Args: clear(bool): whether to drop the document and retrieved document related columns. Defaults to True.

Return type:

Transformer

pyterrier.rewrite.reset_results()[source]

Applies a transformer that undoes a pt.rewrite.stash_results() transformer, thereby restoring the ranked documents.

Return type:

Transformer

Example: Query Expansion as a re-ranker

Some papers advocate for the use of query expansion (PRF) as a re-ranker. This can be attained in PyTerrier through use of stash_results() and reset_results():

# index: the corpus you are ranking

dph = pt.BatchRetrieve(index)
Pipe = dph
    >> pt.rewrite.stash_results(clear=False)
    >> pt.rewrite.RM3(index)
    >> pt.rewrite.reset_results()
    >> dph

Summary of dataframe types:

output of

dataframe contents

actual columns

dph

R

qid, query, docno, score

stash_results

R + “stashed_results_0”

qid, query, docno, score, stashed_results_0

RM3

Q + “stashed_results_0”

qid, query, query_0, stashed_results_0

reset_results

R

qid, query, docno, score, query_0

dph

R

qid, query, docno, score, query_0

Indeed, as we need RM3 to have the initial ranking of documents as input, we use clear=False as the kwarg to stash_results().
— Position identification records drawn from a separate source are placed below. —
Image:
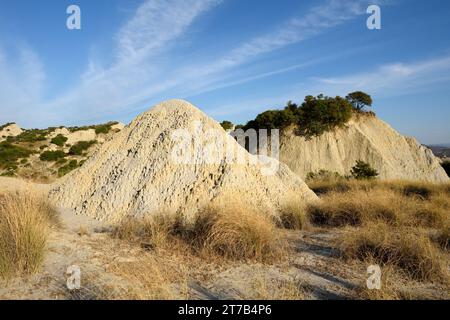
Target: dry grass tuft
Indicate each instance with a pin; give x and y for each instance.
(405, 248)
(150, 279)
(263, 288)
(380, 203)
(25, 218)
(236, 232)
(153, 232)
(293, 215)
(232, 231)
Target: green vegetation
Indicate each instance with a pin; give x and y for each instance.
(25, 222)
(363, 170)
(30, 136)
(59, 140)
(99, 129)
(6, 125)
(321, 114)
(227, 125)
(315, 116)
(72, 165)
(324, 175)
(359, 100)
(446, 166)
(52, 155)
(9, 154)
(78, 148)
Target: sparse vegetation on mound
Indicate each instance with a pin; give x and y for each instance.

Example: Collection Enrichment as a re-ranker:

# index: the corpus you are ranking
# wiki_index: index of Wikipedia, used for enrichment

dph = pt.BatchRetrieve(index)
Pipe = dph
    >> pt.rewrite.stash_results()
    >> pt.BatchRetrieve(wiki_index)
    >> pt.rewrite.RM3(wiki_index)
    >> pt.rewrite.reset_results()
    >> dph

In general, collection enrichment describes conducting a PRF query expansion process on an external corpus (often Wikipedia), before applying the reformulated query to the main corpus. Collection enrichment can be used for improving a first pass retrieval (pt.BatchRetrieve(wiki_index) >> pt.rewrite.RM3(wiki_index) >> pt.BatchRetrieve(main_index)). Instead, the particular example shown above applies collection enrichment as a re-ranker.

Summary of dataframe types:

output of

dataframe contents

actual columns

dph

R

qid, query, docno, score

stash_results

Q + “stashed_results_0”

qid, query, saved_docs_0

BatchRetrieve

R + “stashed_results_0”

qid, query, docno, score, stashed_results_0

RM3

Q + “stashed_results_0”

qid, query, query_0, stashed_results_0

reset_results

R

qid, query, docno, score, query_0

dph

R

qid, query, docno, score, query_0

In this example, we have a BatchRetrieve instance executed on the wiki_index before RM3, so we clear the document ranking columns when using stash_results().